We see a lot of doom and gloom in the media about Amazon putting brick and mortar stores out of business, and about e-books making physical books obsolete. But according to the ABA, in the past five years the indies have grown by almost 20%, totaling 440 new bookstores. The results are even better looking over a longer period of time: Since 2009, indies have grown by 27%. People are paying attention to these statistics. A recent article in the New York Times shows that the U.S. is doing much better than the U.K. when it comes to indie bookstores.

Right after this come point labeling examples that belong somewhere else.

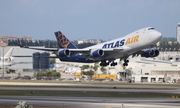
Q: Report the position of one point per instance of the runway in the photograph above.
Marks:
(93, 102)
(90, 87)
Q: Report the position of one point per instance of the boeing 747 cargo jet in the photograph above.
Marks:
(7, 60)
(106, 52)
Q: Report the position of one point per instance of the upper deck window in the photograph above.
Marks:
(150, 28)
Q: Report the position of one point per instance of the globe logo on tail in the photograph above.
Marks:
(62, 40)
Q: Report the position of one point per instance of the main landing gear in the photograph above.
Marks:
(125, 62)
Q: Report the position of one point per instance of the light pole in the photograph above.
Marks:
(3, 62)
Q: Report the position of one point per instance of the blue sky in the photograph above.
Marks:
(87, 19)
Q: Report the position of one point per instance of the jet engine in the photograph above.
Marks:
(64, 53)
(97, 53)
(150, 53)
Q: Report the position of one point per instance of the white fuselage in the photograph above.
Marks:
(132, 42)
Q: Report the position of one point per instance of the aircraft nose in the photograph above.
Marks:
(156, 35)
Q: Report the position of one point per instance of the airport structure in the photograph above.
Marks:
(178, 33)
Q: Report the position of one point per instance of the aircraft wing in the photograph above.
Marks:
(43, 49)
(87, 52)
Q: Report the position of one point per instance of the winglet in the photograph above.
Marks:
(63, 42)
(20, 45)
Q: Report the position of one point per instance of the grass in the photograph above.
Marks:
(84, 94)
(102, 83)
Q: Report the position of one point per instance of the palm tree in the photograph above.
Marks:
(95, 67)
(103, 69)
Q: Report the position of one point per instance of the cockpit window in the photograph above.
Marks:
(150, 28)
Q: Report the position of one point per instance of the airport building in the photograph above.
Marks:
(23, 60)
(178, 33)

"The existence of a bookstore in a community creates a community," says Azar Nafisi, author of The Republic of Imagination. "Amazon creates a warehouse." Community is more important than ever. Bookstores aren't just places to spend money; they are a gathering place where people can speak their mind. "Bookstores are the most democratic spaces in the world," Nafisi argues.
Kelly Link, author of Get in Trouble, has a background in bookselling. "I think especially in the current economy, independent bookstores often define the community that they are in," she writes.
Kelly Link
Kevin Mann
It's true. This is certainly the case with one of the best bookstores in the country: Third Place Books in Seattle. The store is doing so well that it is opening a third location at the end of this year. One of the reasons this store succeeds is because it serves the need of its customers, and the owners are innovative. Third Place got special attention from J.K. Rowling last year when Robert Sindelar, managing partner and a longtime bookseller, saw an opportunity in the Amazon/Hachette dispute. If Hachette wasn't going to allow their customers to pre-order the new Rowling novel (written under her pen name of Robert Galbraith) then Sindelar would make it even easier for local readers to get their hands on the novel. He took pre-orders and hand-delivered copies in the greater Seattle area. Rowling found out and helped spread the word via Twitter.
The poet and memoirist Elizabeth Alexander (author of the forthcoming The Light of the World) believes that it's not just good customer service that bookstores can provide: They also are a space for reflection. Browsing in a bookstore is critical for self-growth. You'll inevitably stumble across a book that you didn't even know you were looking for. "That's how you learn, that's how you live, that's how you feed your soul, that's how you feed your brain."
I saw this countless times in my years behind the counter and in front of shelves. Customers would take risks. They would read books they wouldn't normally be interested in specifically because they trusted the taste of the dedicated readers who wrote the staff picks or pressed the books into their hands — a fine art we call handselling.
"I wouldn't have a career if it weren't for independent bookstores," best-selling author John Green (The Fault in Our Stars) says. "The indie bookstore is what makes American publishing interesting and big and broad and diverse, and I worry that without bookstores, we wouldn't have that diversity."